The cake, which is sold in individual slices and features mascarpone and cream, used to also include fresh berries stuffed between the layers. It was changed to instead include a thin layer of berry jam, with fruit on the side. One TikTok user, @culturework, also claimed that the slice of cake was much smaller than it had been, and their video, which has over 300,000 views, inspired many comments echoing @culturework's complaints over both the quality and the size of the cake.

@culturework

@Whole Foods Market my last little joy in this world and you took it. Fix it or im calling the health inspector on silverlake 🚨🚨🚨🚨#fyp

♬ original sound – culturework

Whole Foods' response to the controversy

Normally when a business shrinkflates or skimpflates an item, that's it — customers are stuck trying to keep shrinkflation from killing their budget, because the business gets the last say. And Whole Foods' initial response was along those lines, with the company stating on September 30 it had "aligned the flavor profile, size, packaging, and price so customers will have the same high-quality experience in each of our stores," per USA Today.

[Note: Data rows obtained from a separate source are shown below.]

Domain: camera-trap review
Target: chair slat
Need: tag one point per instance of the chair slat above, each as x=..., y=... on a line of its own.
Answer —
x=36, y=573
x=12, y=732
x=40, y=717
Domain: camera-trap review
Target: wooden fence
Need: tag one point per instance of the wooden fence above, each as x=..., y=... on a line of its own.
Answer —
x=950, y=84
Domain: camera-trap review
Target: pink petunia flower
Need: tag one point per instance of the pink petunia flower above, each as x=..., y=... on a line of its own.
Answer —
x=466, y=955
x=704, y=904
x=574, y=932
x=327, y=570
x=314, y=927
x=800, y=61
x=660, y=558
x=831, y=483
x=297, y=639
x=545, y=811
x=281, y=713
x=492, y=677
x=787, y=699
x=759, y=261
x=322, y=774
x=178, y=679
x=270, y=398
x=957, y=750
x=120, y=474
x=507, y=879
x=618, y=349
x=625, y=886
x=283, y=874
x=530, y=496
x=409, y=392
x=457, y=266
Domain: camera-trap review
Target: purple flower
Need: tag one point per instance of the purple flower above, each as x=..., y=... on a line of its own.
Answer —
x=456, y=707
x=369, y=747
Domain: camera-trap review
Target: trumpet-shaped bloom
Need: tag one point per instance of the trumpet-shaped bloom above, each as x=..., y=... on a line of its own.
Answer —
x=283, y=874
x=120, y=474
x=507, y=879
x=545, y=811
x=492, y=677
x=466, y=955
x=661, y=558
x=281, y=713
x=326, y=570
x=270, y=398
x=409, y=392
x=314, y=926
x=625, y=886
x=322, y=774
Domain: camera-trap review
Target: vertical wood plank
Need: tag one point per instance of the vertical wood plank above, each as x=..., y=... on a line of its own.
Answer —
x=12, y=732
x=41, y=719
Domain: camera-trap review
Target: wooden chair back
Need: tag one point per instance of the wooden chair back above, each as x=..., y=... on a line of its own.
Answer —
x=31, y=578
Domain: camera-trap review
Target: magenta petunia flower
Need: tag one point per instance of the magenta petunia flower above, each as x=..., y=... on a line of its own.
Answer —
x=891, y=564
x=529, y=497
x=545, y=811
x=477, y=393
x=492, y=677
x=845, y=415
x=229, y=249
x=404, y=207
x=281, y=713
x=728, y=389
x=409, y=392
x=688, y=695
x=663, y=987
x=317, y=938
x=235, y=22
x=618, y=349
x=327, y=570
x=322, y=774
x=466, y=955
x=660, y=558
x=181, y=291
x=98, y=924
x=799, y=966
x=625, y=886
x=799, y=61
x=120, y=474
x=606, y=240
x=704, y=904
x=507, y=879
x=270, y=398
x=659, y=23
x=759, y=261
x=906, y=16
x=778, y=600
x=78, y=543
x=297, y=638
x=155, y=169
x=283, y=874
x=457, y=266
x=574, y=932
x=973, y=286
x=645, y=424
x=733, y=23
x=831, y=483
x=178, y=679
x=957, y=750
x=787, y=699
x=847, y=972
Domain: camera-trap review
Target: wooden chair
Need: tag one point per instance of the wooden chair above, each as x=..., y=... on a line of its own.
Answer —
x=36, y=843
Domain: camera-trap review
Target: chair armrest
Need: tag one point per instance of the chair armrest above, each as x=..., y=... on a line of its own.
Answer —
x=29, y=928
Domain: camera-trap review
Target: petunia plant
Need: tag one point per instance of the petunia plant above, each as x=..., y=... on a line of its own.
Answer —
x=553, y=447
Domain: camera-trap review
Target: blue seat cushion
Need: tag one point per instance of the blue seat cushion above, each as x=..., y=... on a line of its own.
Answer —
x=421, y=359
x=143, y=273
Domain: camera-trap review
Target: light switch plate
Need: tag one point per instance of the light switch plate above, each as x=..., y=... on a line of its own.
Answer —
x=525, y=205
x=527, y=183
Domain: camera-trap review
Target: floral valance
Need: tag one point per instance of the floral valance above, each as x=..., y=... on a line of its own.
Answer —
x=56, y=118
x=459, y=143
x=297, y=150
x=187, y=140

But then, after the furor on social media reached a fever pitch, the company actually reversed their course on October 4. In an interview with Today, a spokesperson for Whole Foods clarified that the new cake was, in fact, different from the Berry Chantilly cake, and that customer dissatisfaction had made the company rethink its decision: "Based on feedback from our customers, we will reintroduce single slices of the Berry Chantilly Cake that are the same as the classic our customers know and love," the spokesperson said. Crisis averted, Berry Chantilly cake lovers, but it does remain to be seen if Whole Foods makes good on its promises.